By using my own experiences of stammering and auto-captioning as data, I aim to challenge the dominant narrative that auto-captioning of lectures in higher education institutions (HEIs) is inherently inclusive. I call for diversity in speech to be recognised by the AI datasets that drive auto-captioning.

‘The medical model regards stammering as a defect that requires fixing, while the social model is increasingly used to argue that stammering is a difference, requires no fixing and that people who stammer are disabled by an ableist environment.’

The agency of speech

Speech ‘has occupied a dignified position within the humanist lineage’ (St. Pierre, 2015, p. 330) and might be assumed to be essential for a HE lecturer, for teaching, and communication as well as identity formation. However, this assumption risks marginalising those HE lecturers without speech and those with non-normative speech patterns.
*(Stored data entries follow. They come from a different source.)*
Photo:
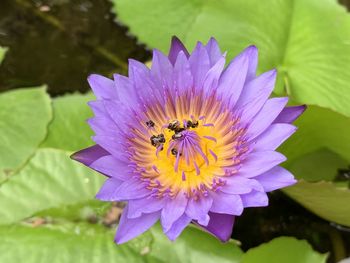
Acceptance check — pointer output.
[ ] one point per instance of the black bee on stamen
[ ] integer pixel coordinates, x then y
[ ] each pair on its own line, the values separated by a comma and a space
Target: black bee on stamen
192, 124
174, 125
174, 152
150, 124
177, 136
157, 140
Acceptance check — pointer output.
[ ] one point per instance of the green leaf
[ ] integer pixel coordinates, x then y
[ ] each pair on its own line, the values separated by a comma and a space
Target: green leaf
284, 249
306, 40
192, 246
24, 116
49, 180
319, 128
325, 199
3, 51
320, 165
93, 243
69, 130
70, 243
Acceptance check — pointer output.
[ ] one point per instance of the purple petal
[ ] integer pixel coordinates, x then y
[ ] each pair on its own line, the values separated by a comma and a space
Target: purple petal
198, 209
112, 167
175, 48
177, 227
131, 228
274, 136
102, 87
255, 199
212, 77
232, 81
173, 210
161, 70
237, 184
255, 94
103, 126
126, 91
200, 65
226, 203
290, 114
182, 74
98, 108
112, 145
213, 50
117, 111
89, 155
252, 53
128, 190
266, 116
108, 189
137, 207
143, 84
259, 162
276, 178
220, 225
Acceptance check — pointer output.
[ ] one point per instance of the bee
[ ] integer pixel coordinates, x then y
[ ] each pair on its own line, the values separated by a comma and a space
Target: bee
157, 140
150, 124
177, 136
192, 124
174, 125
174, 152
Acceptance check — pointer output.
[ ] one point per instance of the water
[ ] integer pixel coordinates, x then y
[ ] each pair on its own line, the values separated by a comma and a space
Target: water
61, 42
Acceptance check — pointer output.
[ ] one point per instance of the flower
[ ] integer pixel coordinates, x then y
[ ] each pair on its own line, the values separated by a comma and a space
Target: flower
188, 140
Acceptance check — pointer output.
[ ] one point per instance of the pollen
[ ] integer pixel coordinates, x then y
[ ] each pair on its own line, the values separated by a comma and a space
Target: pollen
190, 146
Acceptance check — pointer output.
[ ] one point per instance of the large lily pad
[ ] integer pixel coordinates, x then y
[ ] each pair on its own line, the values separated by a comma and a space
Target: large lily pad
68, 129
286, 250
94, 243
50, 180
24, 116
306, 40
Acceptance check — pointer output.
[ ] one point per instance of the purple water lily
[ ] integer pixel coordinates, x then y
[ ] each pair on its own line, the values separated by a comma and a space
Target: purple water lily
188, 140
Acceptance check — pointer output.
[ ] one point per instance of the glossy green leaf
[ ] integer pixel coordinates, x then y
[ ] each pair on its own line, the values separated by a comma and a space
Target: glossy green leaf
94, 243
286, 250
49, 180
68, 129
192, 246
24, 116
325, 199
67, 243
319, 128
320, 165
3, 51
306, 40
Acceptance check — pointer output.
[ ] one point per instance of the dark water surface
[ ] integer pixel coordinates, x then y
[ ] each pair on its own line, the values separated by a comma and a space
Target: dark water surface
61, 42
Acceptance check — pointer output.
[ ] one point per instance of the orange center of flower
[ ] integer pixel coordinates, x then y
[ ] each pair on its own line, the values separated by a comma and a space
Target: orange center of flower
189, 145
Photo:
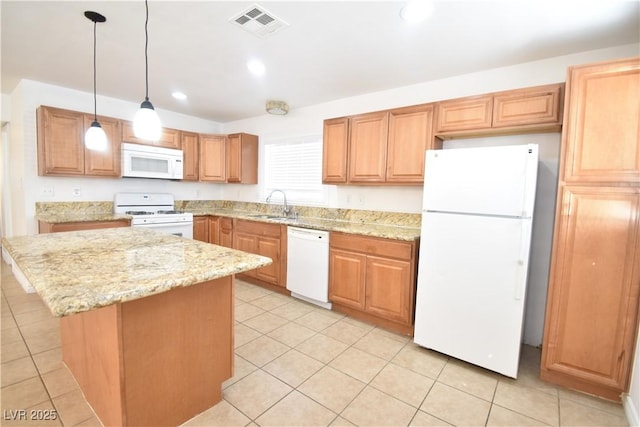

Rather than seeing speech as representative of the human, a post-humanist approach regards speech as agentic, produced as a result of the human interacting with other human and non-human actors (Mazzei, 2013). Stammering provides an insight into understanding how speech is agentic. Sheehan (1970, p. 4) described how ‘it takes two to stutter’ meaning that stammering is produced through interaction with human and non-human interlocutors, such as voice-recognition technologies. Together, these interlocutors are agentic in producing stammering, which can be regarded as ‘a social phenomenon’ (Acton & Hird, 2004).

Interrogating auto-captions

In this project I adopted an autoethnographic methodology, drawing on post-humanist approaches to understand the relationship between myself and auto-captions. Following Birinsi and Simmons (2021) I saw myself as relational to the auto-captioning process. I reviewed presentations I had created with lecture-capturing tools in my previous role as a senior lecturer. I compared my dysfluencies (including facial movements and audible stammering) with auto-generated captions, focusing on moments where the captions misrepresented my words.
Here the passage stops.